# Get API Keys

In [8]:
from dotenv import load_dotenv

load_dotenv()

True

# Set Up Tracing

In [9]:
from langfuse.openai import AsyncOpenAI

# Chat Helper

In [10]:
def _msg(role: str, content: str) -> dict[str, str]:
    return {"role": role, "content": content}


def _system(content: str) -> dict[str, str]:
    return _msg(role="system", content=content)


def _user(content: str) -> dict[str, str]:
    return _msg(role="user", content=content)
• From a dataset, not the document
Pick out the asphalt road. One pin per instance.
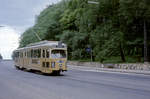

def _assistant(content: str) -> dict[str, str]:
    return _msg(role="assistant", content=content)

# SetUp Client

In [11]:
client = AsyncOpenAI()
GPT_4O_MINI = "gpt-4o-mini"

dir(client)

['__aenter__',
 '__aexit__',
 '__annotations__',
 '__class__',
 '__class_getitem__',
 '__delattr__',
 '__dict__',
 '__dir__',
 '__doc__',
 '__eq__',
 '__format__',
 '__ge__',
 '__getattribute__',
 '__getstate__',
 '__gt__',
 '__hash__',
 '__init__',
 '__init_subclass__',
 '__le__',
 '__lt__',
 '__module__',
 '__ne__',
 '__new__',
 '__orig_bases__',
 '__parameters__',
 '__reduce__',
 '__reduce_ex__',
 '__repr__',
 '__setattr__',
 '__sizeof__',
 '__str__',
 '__subclasshook__',
 '__weakref__',
 '_base_url',
 '_build_headers',
 '_build_request',
 '_calculate_retry_timeout',
 '_client',
 '_custom_headers',
 '_custom_query',
 '_default_stream_cls',
 '_enforce_trailing_slash',
 '_idempotency_header',
 '_idempotency_key',
 '_limits',
 '_make_sse_decoder',
 '_make_status_error',
 '_make_status_error_from_response',
 '_maybe_override_cast_to',
 '_parse_retry_after_header',
 '_platform',
 '_prepare_options',
 '_prepare_request',
 '_prepare_url',
 '_process_response',
 '_process_response_data',
 '

# Cached

In [12]:
from diskcache import Cache

# cache = Cache() # Temporary Cache, refreshes every time the notebook is restarted
cache = Cache(directory=".cache")

In [13]:
cache.set(key="Welcome", value="Subrata Mondal")

True

In [14]:
cache.get(key="Welcome")

'Subrata Mondal'

## Convert Sync to Async

**`Cache`** is not async by default, we need to make it async by wrapping.

In [15]:
import asyncio


async def set_async(key, value, **kwargs):
    return await asyncio.to_thread(cache.set, key, value, **kwargs)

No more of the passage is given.